Overclocked and 4GB of GDDR3 per Card: Tesla 10P

Now let's say that you want to get some real work done with NVIDIA's GT200 GPU but that 1.4 billion transistor chip just isn't enough. NVIDIA does have an answer for you, in the form of an overclocked GT200 with the 240 SPs running at 1.5GHz (up from 1.3GHz in the GTX 280) and with a full 4GB of GDDR3 memory on-board.

Today NVIDIA is also announcing their next generation Tesla product based on GT200 (called a T10P when used on Tesla for some reason). The workstation graphics guys will have to wait a while for a GT200 Quadro unfortunately. This new Tesla is similar to the older model in that it has much more RAM and no IO ports. The server version is also clocked higher than the desktop part because fan noise isn't an issue and data centers have lower ambient temperatures than some corner of an office under a desk.

The Tesla C1060 has an entire 4GB of RAM on board. This is obviously very large and will do well to accomodate the large scale scientific computing apps it is targeted at. This card is designed for use in workstations and is the little brother to the new monster server that is also being announced today.

The Tesla S1070 is a 1U server containing essentially 4 C1060 cards for a total of 16GBs of RAM on 960 SPs.
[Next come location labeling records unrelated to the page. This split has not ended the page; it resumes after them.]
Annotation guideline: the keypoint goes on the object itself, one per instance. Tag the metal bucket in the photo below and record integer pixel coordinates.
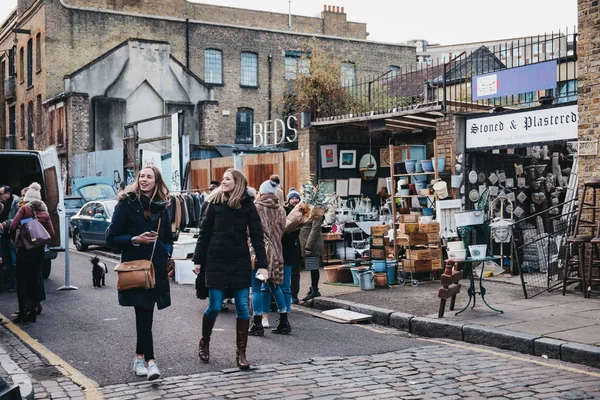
(367, 280)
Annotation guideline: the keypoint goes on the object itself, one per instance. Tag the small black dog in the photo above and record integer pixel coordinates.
(99, 271)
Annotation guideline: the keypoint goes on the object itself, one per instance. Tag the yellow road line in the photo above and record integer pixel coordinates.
(91, 389)
(517, 358)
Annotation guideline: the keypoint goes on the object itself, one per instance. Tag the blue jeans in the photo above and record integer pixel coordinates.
(286, 286)
(261, 297)
(215, 301)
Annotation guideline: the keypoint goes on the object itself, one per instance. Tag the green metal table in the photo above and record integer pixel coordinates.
(472, 292)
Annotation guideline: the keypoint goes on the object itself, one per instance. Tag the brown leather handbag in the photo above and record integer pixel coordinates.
(137, 274)
(33, 234)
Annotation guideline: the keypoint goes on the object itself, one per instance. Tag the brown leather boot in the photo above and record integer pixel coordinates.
(203, 346)
(241, 328)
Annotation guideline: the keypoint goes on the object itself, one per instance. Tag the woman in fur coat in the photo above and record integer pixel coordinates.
(272, 216)
(29, 262)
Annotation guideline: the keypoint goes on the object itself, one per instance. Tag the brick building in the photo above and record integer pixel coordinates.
(231, 65)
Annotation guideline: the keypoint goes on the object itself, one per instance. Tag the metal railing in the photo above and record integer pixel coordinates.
(540, 243)
(10, 86)
(446, 80)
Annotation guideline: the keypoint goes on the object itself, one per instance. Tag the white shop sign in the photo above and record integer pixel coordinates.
(548, 125)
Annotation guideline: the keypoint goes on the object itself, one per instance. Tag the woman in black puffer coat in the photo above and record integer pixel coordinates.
(134, 228)
(223, 255)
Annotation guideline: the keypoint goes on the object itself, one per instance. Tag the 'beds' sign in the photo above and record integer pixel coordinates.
(274, 132)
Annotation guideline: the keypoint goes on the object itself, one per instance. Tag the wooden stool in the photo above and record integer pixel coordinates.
(577, 244)
(586, 232)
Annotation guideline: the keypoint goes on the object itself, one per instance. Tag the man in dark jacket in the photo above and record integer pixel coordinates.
(291, 255)
(11, 206)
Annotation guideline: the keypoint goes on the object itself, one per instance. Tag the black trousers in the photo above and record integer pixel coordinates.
(295, 286)
(29, 267)
(143, 326)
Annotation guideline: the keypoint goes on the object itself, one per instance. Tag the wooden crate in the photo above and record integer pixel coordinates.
(379, 230)
(429, 227)
(416, 265)
(409, 218)
(410, 240)
(409, 228)
(418, 254)
(435, 254)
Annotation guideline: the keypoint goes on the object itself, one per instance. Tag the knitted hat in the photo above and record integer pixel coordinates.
(33, 193)
(268, 187)
(294, 193)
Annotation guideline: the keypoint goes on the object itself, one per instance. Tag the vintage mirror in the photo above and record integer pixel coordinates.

This server, like the older version, connects to a server via a PCIe cable and is designed to run code written for CUDA at incredible speeds. With 120 double precision IEEE 754r floating point units in combination with the 960 single precision IEEE 754 units, this server is a viable option for many more projects than the previous Tesla hardware which was only capable of single precision floating point.

Though we don't have an application to benchmark the double precision floating point hardware on GT200 yet, NVIDIA states that a GT200 can roughly match an 8 core Xeon system in DP performance. This would put the S1070 on par with a 32 way Xeon setup at less than 700W. Needless to say, single precision code runs much much faster and can outpace hundreds of traditional CPUs in parallel.

While these servers are expensive (though we don't have pricing), they are cheap compared to the alternatives currently out there. The fact that CUDA code can be implemented and tested on any of the 70 million NVIDIA G80+ GPUs currently in people's hands means that developer already have a platform to test and debug code on before committing to the Tesla solution. On top of that, schools are beginning to adopt CUDA as a teaching tool for parallel computing. As CUDA gains acceptance and the benefits of GPU computing are realized, more and more major markets will take interest.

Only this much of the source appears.